An additional finding of our study was that the lenticular epithelial thickening had a significant positive effect on the corneal asphericity, indicating that the differential increase in epithelial thickness profile could account for the observed clinical trend to oblateness. The thicker the epithelial thickness, the more pronounced the shift. In addition, we explored the positive correlation between ΔCET and SE and between ΔCET and ablation depth. This emphasizes that greater attention should be paid to epithelial remodeling after corneal refractive surgery, especially for high myopic patients with aspheric profiles of ablation in the correction of spherical aberration. We also found a significant negative correlation between postoperative epithelial thickening and OZ diameter, indicating that epithelial hyperplasia was greater with smaller zone sizes. This is in agreement with previous findings [6, 8].
One limitation of the current study is that the results are not representative of the general myopic eye population because some of our patients had corneas that were slightly thinner than the average. Another limitation is the inability of SD-OCT to measure epithelial thickness outside the 6 mm diameter of the cornea.
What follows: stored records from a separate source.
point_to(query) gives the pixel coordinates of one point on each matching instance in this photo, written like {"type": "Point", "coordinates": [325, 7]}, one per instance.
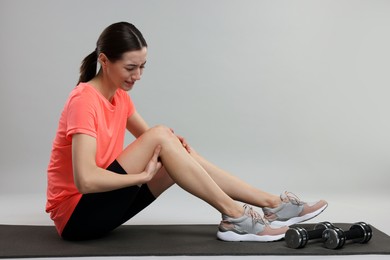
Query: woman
{"type": "Point", "coordinates": [95, 186]}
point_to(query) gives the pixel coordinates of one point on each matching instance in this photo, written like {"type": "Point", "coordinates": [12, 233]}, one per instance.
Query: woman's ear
{"type": "Point", "coordinates": [103, 60]}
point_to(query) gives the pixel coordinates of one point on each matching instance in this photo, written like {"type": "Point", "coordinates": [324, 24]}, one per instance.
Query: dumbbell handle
{"type": "Point", "coordinates": [316, 233]}
{"type": "Point", "coordinates": [297, 237]}
{"type": "Point", "coordinates": [353, 233]}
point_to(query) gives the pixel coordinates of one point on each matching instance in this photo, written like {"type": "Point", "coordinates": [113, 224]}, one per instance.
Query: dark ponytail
{"type": "Point", "coordinates": [115, 40]}
{"type": "Point", "coordinates": [88, 67]}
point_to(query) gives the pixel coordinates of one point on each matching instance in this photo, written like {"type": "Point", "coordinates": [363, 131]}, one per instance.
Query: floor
{"type": "Point", "coordinates": [28, 209]}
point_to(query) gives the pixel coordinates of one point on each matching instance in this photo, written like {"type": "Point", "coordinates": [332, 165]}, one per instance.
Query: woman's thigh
{"type": "Point", "coordinates": [136, 155]}
{"type": "Point", "coordinates": [99, 213]}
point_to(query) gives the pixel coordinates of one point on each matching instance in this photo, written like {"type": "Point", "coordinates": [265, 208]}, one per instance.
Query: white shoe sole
{"type": "Point", "coordinates": [234, 237]}
{"type": "Point", "coordinates": [296, 220]}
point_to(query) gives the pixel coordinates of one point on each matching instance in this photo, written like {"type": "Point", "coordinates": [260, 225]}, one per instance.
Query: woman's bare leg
{"type": "Point", "coordinates": [182, 168]}
{"type": "Point", "coordinates": [236, 188]}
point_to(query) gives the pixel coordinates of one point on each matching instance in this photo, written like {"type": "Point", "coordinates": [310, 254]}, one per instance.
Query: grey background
{"type": "Point", "coordinates": [288, 95]}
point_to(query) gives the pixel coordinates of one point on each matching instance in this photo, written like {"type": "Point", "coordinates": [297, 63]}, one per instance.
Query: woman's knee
{"type": "Point", "coordinates": [161, 133]}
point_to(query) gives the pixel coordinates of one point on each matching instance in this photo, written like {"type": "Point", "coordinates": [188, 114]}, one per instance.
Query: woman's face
{"type": "Point", "coordinates": [125, 72]}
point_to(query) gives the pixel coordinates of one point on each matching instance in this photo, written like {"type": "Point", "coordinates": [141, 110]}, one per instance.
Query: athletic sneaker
{"type": "Point", "coordinates": [250, 227]}
{"type": "Point", "coordinates": [293, 210]}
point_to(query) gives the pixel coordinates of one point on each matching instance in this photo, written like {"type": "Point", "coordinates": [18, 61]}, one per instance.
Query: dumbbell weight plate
{"type": "Point", "coordinates": [296, 237]}
{"type": "Point", "coordinates": [362, 228]}
{"type": "Point", "coordinates": [333, 238]}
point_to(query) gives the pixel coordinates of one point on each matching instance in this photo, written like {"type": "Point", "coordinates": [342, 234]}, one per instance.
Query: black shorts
{"type": "Point", "coordinates": [97, 214]}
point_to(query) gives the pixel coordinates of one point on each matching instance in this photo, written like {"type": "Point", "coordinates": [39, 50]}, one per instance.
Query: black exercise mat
{"type": "Point", "coordinates": [164, 240]}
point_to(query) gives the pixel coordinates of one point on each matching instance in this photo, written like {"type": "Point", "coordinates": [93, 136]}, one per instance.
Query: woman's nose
{"type": "Point", "coordinates": [136, 75]}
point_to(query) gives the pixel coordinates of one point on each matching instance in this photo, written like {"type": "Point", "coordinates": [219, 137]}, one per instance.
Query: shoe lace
{"type": "Point", "coordinates": [256, 217]}
{"type": "Point", "coordinates": [292, 198]}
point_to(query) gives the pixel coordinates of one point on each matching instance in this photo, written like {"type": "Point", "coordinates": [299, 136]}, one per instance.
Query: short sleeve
{"type": "Point", "coordinates": [81, 116]}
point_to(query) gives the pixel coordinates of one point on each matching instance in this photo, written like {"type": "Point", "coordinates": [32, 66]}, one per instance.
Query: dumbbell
{"type": "Point", "coordinates": [334, 238]}
{"type": "Point", "coordinates": [297, 237]}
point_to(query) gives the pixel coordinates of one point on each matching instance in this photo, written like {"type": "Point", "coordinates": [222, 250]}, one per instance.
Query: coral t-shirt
{"type": "Point", "coordinates": [86, 111]}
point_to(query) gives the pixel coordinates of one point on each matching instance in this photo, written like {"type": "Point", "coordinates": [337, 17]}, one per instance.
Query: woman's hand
{"type": "Point", "coordinates": [154, 165]}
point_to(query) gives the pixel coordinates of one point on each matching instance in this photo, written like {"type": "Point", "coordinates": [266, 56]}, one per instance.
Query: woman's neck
{"type": "Point", "coordinates": [100, 84]}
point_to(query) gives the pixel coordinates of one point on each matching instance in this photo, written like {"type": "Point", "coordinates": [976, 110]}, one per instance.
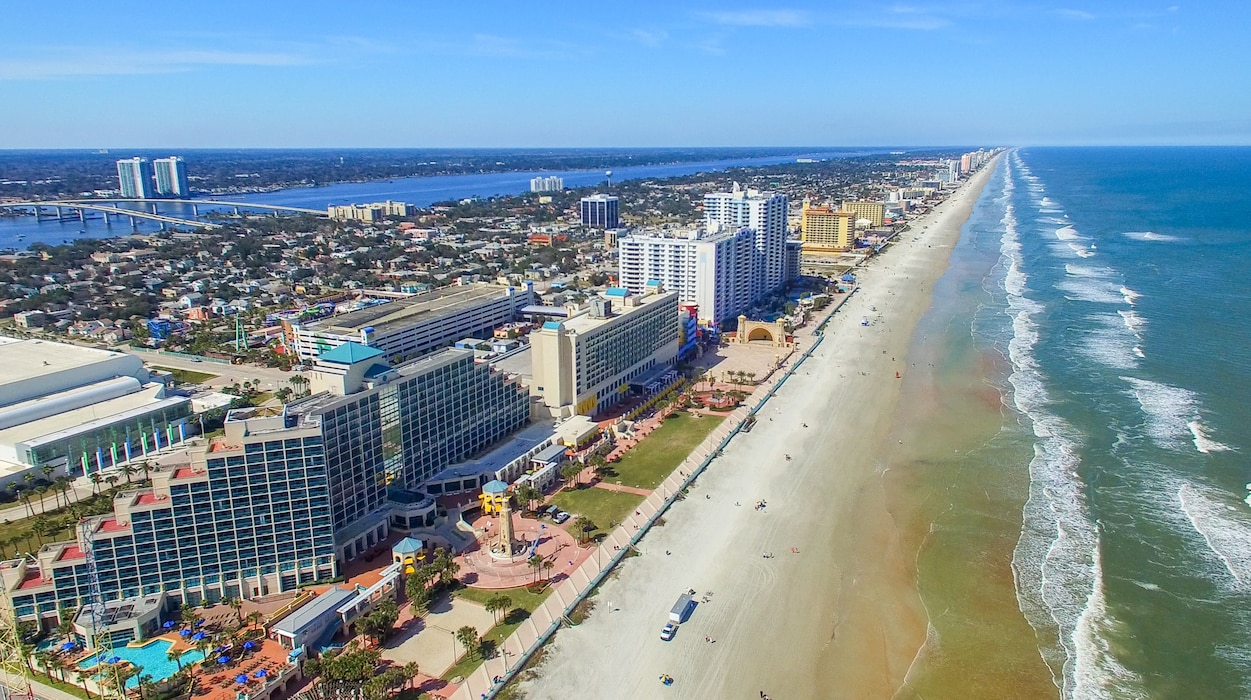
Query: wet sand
{"type": "Point", "coordinates": [835, 613]}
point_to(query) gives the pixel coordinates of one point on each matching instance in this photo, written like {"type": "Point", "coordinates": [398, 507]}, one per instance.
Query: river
{"type": "Point", "coordinates": [19, 233]}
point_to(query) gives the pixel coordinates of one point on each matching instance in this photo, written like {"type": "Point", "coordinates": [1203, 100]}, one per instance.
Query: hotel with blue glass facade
{"type": "Point", "coordinates": [288, 493]}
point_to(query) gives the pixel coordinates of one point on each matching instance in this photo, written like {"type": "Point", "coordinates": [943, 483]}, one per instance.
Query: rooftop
{"type": "Point", "coordinates": [349, 354]}
{"type": "Point", "coordinates": [31, 359]}
{"type": "Point", "coordinates": [586, 323]}
{"type": "Point", "coordinates": [408, 311]}
{"type": "Point", "coordinates": [328, 601]}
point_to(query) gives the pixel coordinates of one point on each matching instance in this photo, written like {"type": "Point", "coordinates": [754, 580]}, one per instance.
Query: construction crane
{"type": "Point", "coordinates": [103, 645]}
{"type": "Point", "coordinates": [14, 679]}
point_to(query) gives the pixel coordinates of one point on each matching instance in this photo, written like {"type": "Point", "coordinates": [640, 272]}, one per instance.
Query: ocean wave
{"type": "Point", "coordinates": [1056, 561]}
{"type": "Point", "coordinates": [1097, 674]}
{"type": "Point", "coordinates": [1134, 321]}
{"type": "Point", "coordinates": [1226, 531]}
{"type": "Point", "coordinates": [1202, 441]}
{"type": "Point", "coordinates": [1150, 236]}
{"type": "Point", "coordinates": [1091, 289]}
{"type": "Point", "coordinates": [1170, 413]}
{"type": "Point", "coordinates": [1109, 345]}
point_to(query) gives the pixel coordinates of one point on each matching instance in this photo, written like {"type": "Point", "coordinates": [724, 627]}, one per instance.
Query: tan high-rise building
{"type": "Point", "coordinates": [823, 229]}
{"type": "Point", "coordinates": [871, 210]}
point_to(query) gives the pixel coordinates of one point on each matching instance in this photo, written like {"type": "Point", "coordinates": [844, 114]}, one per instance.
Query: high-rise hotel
{"type": "Point", "coordinates": [170, 176]}
{"type": "Point", "coordinates": [135, 178]}
{"type": "Point", "coordinates": [285, 494]}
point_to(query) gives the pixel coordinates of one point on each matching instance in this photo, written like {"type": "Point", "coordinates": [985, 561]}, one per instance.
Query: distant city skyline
{"type": "Point", "coordinates": [506, 75]}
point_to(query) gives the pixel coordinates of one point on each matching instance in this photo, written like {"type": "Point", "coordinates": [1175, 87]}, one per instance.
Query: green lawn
{"type": "Point", "coordinates": [187, 376]}
{"type": "Point", "coordinates": [653, 459]}
{"type": "Point", "coordinates": [604, 508]}
{"type": "Point", "coordinates": [523, 604]}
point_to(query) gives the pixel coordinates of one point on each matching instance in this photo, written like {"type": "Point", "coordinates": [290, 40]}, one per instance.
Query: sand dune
{"type": "Point", "coordinates": [838, 616]}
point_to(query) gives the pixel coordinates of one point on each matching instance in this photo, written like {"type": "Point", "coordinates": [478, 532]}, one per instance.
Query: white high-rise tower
{"type": "Point", "coordinates": [764, 213]}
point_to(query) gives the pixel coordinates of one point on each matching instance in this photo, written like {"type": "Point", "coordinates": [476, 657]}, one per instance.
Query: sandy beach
{"type": "Point", "coordinates": [835, 611]}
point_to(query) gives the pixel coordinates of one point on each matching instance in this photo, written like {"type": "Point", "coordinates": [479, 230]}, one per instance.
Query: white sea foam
{"type": "Point", "coordinates": [1169, 410]}
{"type": "Point", "coordinates": [1056, 559]}
{"type": "Point", "coordinates": [1109, 344]}
{"type": "Point", "coordinates": [1150, 236]}
{"type": "Point", "coordinates": [1097, 674]}
{"type": "Point", "coordinates": [1134, 321]}
{"type": "Point", "coordinates": [1091, 289]}
{"type": "Point", "coordinates": [1202, 441]}
{"type": "Point", "coordinates": [1225, 529]}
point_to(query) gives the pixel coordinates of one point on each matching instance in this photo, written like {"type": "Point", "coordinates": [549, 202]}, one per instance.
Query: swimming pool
{"type": "Point", "coordinates": [150, 656]}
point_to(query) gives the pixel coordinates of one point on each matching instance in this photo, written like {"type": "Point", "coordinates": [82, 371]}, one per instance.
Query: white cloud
{"type": "Point", "coordinates": [649, 38]}
{"type": "Point", "coordinates": [76, 63]}
{"type": "Point", "coordinates": [759, 18]}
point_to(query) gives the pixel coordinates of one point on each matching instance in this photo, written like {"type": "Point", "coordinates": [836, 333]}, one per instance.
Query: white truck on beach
{"type": "Point", "coordinates": [682, 608]}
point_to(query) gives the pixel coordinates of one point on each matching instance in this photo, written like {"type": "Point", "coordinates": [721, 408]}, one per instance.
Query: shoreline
{"type": "Point", "coordinates": [838, 583]}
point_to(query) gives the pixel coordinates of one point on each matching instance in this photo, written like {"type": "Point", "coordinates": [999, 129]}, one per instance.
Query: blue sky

In summary, the present study demonstrated that a specific remodeling occurred from the center to the periphery of the cornea after T-PRK for myopia. The lenticular change in the epithelial thickness profile after T-PRK may be caused by more peripheral tissue ablation. This change results in increased oblateness and may counterbalance the positive effect of restoring the prolate shape of the central cornea. Further investigations are required to evaluate the long-term effect of corneal epithelial changes and the potential effect on visual quality.
Acknowledgments
This study was supported by research grants from the National and Science Program Grant (no. 81470658), China.
Competing Interests
None of the authors have financial or proprietary interest in any material or method mentioned in this study.